Animal care and all procedures were approved by local institutional committees and were performed in accordance with the “Principles of Laboratory Animal Care by the National Society for Medical Research and the Guide for the Care and Use of Laboratory Animals” (NIH Publication No. 86-23, revised 1985).
Volume-overload HF model creation
Yorkshire-Landrace swine (n = 26, 33.5 ± 1.8 kg) underwent the procedure to induce volume-overload HF. All study animals were sedated with telazol 6.0 mg/kg intramuscularly and mechanically ventilated with isoflurane 0.5% to 2% and oxygen. As previously reported (13), mitral regurgitation (MR) was created by inserting of an 8-F sheath into the internal carotid artery then under fluoroscopic guidance, a bioptome (BIOPAL 7, Cordis Corp., Miami, Florida) was positioned in the left ventricle (LV) to rupture the chordae tendinae of the mitral valve apparatus. Serial hemodynamic were obtained with a high-fidelity, pressure transducer catheter (Millar Instruments Inc., Houston, Texas). Severe MR at creation was confirmed angiographically (contrast dye reflux into the pulmonary veins) and hemodynamically (increased LV end-diastolic pressure >16 mm Hg). Subsequently, study animals were allowed to recover and treated with daily oral furosemide (20 mg) and nitroglycerin (2 mg).

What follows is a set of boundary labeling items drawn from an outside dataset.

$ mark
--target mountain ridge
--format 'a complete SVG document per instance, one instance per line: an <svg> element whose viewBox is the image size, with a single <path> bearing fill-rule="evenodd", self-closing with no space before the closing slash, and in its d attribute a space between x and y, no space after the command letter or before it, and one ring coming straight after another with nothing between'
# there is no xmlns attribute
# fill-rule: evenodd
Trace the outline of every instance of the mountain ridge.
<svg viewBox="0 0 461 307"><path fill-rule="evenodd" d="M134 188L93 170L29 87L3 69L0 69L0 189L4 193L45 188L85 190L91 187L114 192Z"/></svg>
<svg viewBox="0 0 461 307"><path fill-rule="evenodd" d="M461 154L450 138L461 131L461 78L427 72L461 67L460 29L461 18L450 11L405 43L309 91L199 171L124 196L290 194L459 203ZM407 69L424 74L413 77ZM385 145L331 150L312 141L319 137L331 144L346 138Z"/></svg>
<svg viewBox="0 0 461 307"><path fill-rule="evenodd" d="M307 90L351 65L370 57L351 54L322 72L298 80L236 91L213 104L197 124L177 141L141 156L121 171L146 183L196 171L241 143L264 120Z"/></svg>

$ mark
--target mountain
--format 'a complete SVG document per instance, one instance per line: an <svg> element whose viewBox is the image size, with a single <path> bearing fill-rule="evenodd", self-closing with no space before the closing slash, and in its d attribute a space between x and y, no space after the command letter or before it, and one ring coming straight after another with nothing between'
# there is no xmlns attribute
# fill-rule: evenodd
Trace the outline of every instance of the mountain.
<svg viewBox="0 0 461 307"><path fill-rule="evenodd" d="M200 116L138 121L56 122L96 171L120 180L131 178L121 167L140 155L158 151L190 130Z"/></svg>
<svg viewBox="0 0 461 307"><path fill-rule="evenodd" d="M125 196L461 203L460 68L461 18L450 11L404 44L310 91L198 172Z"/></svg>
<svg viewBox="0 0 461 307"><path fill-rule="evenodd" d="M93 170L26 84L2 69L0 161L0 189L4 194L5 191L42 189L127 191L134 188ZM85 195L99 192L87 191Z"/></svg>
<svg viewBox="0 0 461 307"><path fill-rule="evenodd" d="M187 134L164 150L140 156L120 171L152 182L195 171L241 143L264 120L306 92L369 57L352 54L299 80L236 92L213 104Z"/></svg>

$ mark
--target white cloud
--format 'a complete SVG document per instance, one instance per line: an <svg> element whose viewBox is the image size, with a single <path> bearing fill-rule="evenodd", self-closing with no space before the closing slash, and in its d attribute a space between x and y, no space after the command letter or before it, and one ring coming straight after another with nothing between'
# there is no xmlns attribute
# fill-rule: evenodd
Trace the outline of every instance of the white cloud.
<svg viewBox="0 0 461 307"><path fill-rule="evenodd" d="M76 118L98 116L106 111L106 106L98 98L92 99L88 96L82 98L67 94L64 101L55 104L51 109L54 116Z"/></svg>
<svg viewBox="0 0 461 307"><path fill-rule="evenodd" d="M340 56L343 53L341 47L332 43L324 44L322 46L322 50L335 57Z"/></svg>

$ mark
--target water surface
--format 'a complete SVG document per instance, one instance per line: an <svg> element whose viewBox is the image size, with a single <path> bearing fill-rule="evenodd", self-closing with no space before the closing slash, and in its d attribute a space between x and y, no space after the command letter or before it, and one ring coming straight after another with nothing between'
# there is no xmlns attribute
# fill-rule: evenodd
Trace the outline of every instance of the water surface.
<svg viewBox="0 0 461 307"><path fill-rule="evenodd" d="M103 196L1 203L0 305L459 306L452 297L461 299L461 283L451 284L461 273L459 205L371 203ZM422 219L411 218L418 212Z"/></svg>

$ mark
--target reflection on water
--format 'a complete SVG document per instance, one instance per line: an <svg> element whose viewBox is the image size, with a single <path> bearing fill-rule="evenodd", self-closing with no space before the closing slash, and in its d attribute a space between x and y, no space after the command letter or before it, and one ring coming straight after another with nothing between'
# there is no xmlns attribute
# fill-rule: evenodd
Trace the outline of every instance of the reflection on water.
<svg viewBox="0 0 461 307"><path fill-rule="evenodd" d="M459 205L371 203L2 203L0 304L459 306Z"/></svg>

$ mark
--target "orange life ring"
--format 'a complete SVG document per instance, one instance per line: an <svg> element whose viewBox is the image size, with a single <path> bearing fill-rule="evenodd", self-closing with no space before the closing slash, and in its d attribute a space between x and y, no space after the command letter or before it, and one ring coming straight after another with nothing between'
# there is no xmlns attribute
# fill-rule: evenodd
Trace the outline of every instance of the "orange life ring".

Recombinant AAV1 carrying SERCA2a (rAAV1.SERCA2a) vector construction
Vector production, harvest, purification, and testing were done as previously described (14). The rAAV1.SERCA2a vector used in this study contains an AAV serotype 1 viral capsid and a single-stranded ∼4.5 kb DNA containing the human SERCA2a cDNA driven by a CMV immediate-early promoter/enhancer, a hybrid intron, and a bovine growth hormone poly-adenylation signal, all flanked by 145 nt AAV2 inverted terminal repeat sequences necessary for replication and packaging of the vector DNA in the capsid. The vector was manufactured using standard calcium phosphate transfection methods in adherent 293 cells. Three plasmids were used, 1 containing helper functions from adenovirus, 1 containing the AAV rep2 and cap1 genes, and the third containing the vector genome. Final vector preparations were more than 95% pure as judged by SDS-PAGE (Invitrogen, Carlsbad, California).
At 2 months, swine underwent intracoronary injection of either rAAV1.SERCA2a or saline. On the day of injection, the virus was kept on ice after thawing. Subsequently, 1012 DNAse resistant particles of rAAV1.SERCA2a solution or a similar volume of saline was diluted in buffer (130 mM NaCl, 20 mM HEPES, pH 7.4, 1 mM MgCl2) (total volume of 10 ml). The mixture was then mixed with 10 ml of autologous whole blood in preparation for injection. A 7-F femoral artery sheath was placed and a coronary guiding catheter was then selectively engaged into the coronary artery ostium. After confirming catheter positioning by coronary angiogram, either rAAV1.SERCA2a or saline was delivered via a standard injection pump over 10 min.
Cardiac parameters measurements
All parameters were collected at baseline (pre-MR creation), at 2 months (pre-virus/saline injection) and at 4 months (sacrifice). The average of at least 3 consecutive cardiac cycles was used for each measurement.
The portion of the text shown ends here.